За съездом рта обычно следовала пространная лекция о том, какая Раиса плохая и неправильная, вся в мать. Раиса со своей матерью и её родственниками портят отцу жизнь и мешают писать роман. Если бы не они, роман давно был бы написан, издан, и все мыслимые и немыслимые премии за него получены.
Он начал писать свой роман ещё летом.
- Не занимай по вечерам стол! - Приказал Вышеслав дочери в конце июня.
Он страшно кичился необычным именем и польско-дворянским происхождением, но никто почему-то не благоговел. На заводе, где потомок ссыльных польских бунтарей трудился слесарем за неумением применить своё высшее образование, его прозвали Мышеславом и сплавляли ему самую кропотливую и низкооплачиваемую работу. 
- На кой чёрт он мне сдался, стол этот! Сейчас каникулы, - досадливо отмахнулась Рая.
Она уже начинала понемногу бунтовать. Сказывался переходный возраст, да и бунтарские гены, видимо, не дремали. Ей было не интересно, зачем отцу понадобился письменный стол, но тот задался целью просвещать всех о своих намерениях любой ценой.
- Я буду писать фантастический роман. Я уже придумал сюжет и научную концепцию...

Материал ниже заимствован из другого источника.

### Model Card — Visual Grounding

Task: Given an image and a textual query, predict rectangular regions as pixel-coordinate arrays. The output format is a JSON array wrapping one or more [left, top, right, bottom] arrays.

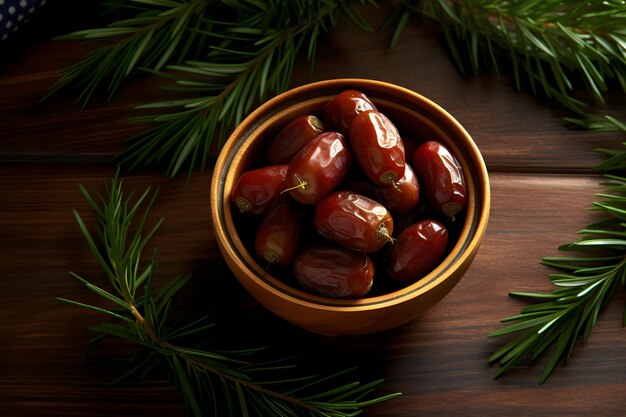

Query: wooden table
[[0, 6, 626, 417]]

Отец ещё долго распространялся о том, что он там придумал. Он изображал многое в лицах, а что-то рисовал на бумаге в виде схем. Поначалу Раиса и её мать слушали внимательно и с интересом, но когда отец начал рассказывать это всем, включая своих не очень образованных сотрудников, разновозрастных дальних родственниц и глухого соседского старика, окончившего семьдесят лет назад четыре класса деревенской школы, им сделалось не по себе. Ещё больше не по себе им стало, когда Мышеслав, делая из себя явное посмешище, стал говорить всем, что он писатель.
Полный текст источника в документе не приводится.